In particular, Venui Vanilla has developed a slow-curing process that, although sophisticated in its sequence, is tailor-made for limited quantities of raw material and can easily be adopted by small farmers. In developing the process, Venui Vanilla carried out an extensive number of tests to ensure a final product with a high content of vanillin.
The processing and curing methodology devised enables Venui Vanilla to offer a range of vanilla products that include its high-quality vanilla beans, an alcohol-based extract, a very fine powder and, through a slow-maceration process, based on the rediscovery of ancient recipes, a sugar-based extract in the form of paste.
Vanilla (V. fragrans) is indigenous of Mesoamerica: mainly south-eastern Mexico, Guatemala and other parts of Central America.
Around the sixteenth century the Totonac people living on the east coast of Mexico (the Vera Cruz region) harvested the beans from the vanilla orchid growing wild on the humid coastline. They had been doing so for centuries.
When the Aztecs conquered the Totonacs, they soon developed a taste for the newly discovered beans used as a sweetener for a cocoa drink, and forced the Totonacs to pay tribute by sending vanilla to the Aztec capital Tenochtitlan. The vanilla ‘discovered’ by the Spanish conquistador Hernando Cortez (1518) was most probably part of one of the Totonac tributes.
Vanilla then began its long and slow journey around the world, first to the court in Madrid (early 1500s), where for a number of decades it was used as a flavoring for a cocoa drink exclusively for the King and the nobility.

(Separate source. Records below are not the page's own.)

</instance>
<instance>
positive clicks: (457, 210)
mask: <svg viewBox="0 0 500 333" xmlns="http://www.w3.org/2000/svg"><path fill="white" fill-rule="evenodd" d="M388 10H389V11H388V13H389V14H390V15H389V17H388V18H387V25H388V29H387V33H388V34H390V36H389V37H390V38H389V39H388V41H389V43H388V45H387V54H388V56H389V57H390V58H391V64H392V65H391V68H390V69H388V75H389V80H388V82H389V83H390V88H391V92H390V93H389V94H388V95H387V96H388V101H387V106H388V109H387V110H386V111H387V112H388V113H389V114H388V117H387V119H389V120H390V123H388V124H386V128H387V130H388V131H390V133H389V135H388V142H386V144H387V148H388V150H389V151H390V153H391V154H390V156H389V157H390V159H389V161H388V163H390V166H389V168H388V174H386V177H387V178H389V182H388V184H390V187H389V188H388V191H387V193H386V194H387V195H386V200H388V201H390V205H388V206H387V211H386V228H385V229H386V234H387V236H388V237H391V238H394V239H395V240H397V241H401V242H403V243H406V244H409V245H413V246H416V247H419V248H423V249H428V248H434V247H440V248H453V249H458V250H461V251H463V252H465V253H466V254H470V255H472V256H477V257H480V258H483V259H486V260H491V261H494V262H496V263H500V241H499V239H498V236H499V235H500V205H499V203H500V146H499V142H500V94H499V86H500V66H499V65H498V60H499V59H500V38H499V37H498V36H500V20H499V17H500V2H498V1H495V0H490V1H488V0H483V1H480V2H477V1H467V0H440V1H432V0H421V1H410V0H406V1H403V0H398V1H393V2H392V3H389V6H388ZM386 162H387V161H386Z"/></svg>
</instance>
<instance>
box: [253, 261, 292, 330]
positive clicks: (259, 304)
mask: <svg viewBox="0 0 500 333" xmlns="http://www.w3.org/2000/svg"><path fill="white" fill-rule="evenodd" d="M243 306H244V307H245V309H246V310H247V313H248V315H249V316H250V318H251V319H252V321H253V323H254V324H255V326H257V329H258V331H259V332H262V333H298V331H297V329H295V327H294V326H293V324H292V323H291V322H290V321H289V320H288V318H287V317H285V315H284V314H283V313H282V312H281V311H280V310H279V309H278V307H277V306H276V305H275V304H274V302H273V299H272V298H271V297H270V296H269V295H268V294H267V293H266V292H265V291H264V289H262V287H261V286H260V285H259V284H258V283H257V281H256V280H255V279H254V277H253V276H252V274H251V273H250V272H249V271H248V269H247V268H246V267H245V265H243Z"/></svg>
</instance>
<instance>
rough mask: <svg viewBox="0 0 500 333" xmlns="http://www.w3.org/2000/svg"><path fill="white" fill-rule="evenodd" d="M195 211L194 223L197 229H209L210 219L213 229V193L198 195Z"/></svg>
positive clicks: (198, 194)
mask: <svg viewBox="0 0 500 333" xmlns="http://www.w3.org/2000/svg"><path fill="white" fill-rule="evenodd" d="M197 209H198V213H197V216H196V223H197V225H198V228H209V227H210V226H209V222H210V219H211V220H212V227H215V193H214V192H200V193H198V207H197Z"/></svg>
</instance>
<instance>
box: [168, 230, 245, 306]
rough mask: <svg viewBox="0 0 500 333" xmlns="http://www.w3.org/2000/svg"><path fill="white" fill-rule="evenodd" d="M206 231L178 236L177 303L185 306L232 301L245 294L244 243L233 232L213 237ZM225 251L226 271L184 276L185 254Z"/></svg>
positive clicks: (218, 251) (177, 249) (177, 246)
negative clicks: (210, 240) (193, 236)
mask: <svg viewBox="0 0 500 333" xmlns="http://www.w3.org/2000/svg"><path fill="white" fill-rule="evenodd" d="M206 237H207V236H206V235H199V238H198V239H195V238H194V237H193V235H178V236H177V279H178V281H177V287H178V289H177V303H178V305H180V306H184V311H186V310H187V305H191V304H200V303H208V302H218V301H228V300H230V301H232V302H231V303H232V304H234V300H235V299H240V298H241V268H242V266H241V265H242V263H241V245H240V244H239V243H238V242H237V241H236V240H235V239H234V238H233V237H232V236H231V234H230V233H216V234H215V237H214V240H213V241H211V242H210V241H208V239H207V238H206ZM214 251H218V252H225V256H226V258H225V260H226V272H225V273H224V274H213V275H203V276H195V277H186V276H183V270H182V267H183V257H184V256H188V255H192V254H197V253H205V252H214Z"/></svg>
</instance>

However, by the end of the sixteenth century, the French and the English were able to obtain beans on a regular basis, and by 1602 Hugh Morgan (Queen Elizabeth I’s apothecary) suggested the use of vanilla as a flavoring in its own right. At this time Mexico was the only supplier of vanilla beans, and remained so until about 1860.
Meanwhile throughout the sixteenth and seventeenth centuries there was high demand for the exotic vanilla plant, particularly in Paris and London. During this period (probably before 1730) vanilla cuttings were smuggled into the French and British capitals, where they were kept in botanical gardens like the famous Charles Greville collection at Paddington (circa 1807) who subsequently supplied cuttings to the Antwerp botanical garden.
Compelled by the increasing demand for vanilla both entrepreneurs and plant collectors attempt¬ed to grow the plants from cuttings in recently colonized countries with similar tropical climatic conditions to vanilla’s place of origin. In 1819 two plants were sent from Antwerp to Java, where one plant survived and bore flowers – but no fruit. Vanilla cuttings were also shipped by French entrepreneurs to the Reunion and Mauritius islands and to Martinique and Guadalupe in the French Antilles in 1839. While the plantations in these countries began to develop they did not produce sufficient crops.
Finally, in 1842 Edmond Albius, a 12 year old slave in Reunion Island, managed to hand pollinate vanilla for the first time. This was the beginning of the commercial success of vanilla. With the pollination technique perfected vanilla cultivation was reintroduced in Java (Indonesia) in 1846, and from there it travelled to Manila (Philippines). In 1848 a Mr. Hamelin brought some plants from the Philippines to Tahiti. By the end of the nineteenth century the vanilla plants had reached a large number of coun¬tries including Seychelles (1866), Comoros and Madagascar (1893) and Uganda (via Ceylon) in 1912. In 1898 Reunion, Madagascar and Comoros produced a combined total of 200 tonnes of cured vanilla.
Vanilla is an orchid, a member of the largest family of flowering plants in the world that includes about 150 varieties, although only two types, Vanilla tahitensis and Vanilla fragrans, are used commercially. Vanilla is the seedpod of either Vanilla Tahitensis or Vanilla fragrans (also known as Vanilla planifolia), a climbing vine, which is characterized by linear fleshy leaves, individually attached at nodes along the stem in alternate directions. Aerial roots are produced from each node, which cling to the surface of a training stake, usually a post or a tree.
Vanilla is not particularly demanding in terms of soil conditions. It prefers slightly acid, well-drained, friable soils, but with reasonable water retention capacity. The roots of the vanilla plant do not grow into the ground, but they need a ‘mulch’ to provide shade, nourishment and moisture. The ideal mulch for vanilla is a dry, inert compost, such as coconut husks, coconut stumps, dry leaves and grass, rotten decaying timber, aged cocoa shells and other organic matter.
Vanilla flourishes in partial shade, but its branches require light and air in order to produce flowers and fruit. The yellow-green flowers develop, in spikes of 15 to 20 or more, from the leaf axil.
Self-pollination is practically impossible and some form of external input is almost always required, e.g a large arthropod or hummingbird. As a consequence, human intervention is necessary in specialized plantations to ensure a timely and appropriate insemination of the flowers.
After insemination, the capsules (pods) take about 9 months to reach ripeness. After cropping, the complete curing cycle of the capsules (pods) takes about 120 days.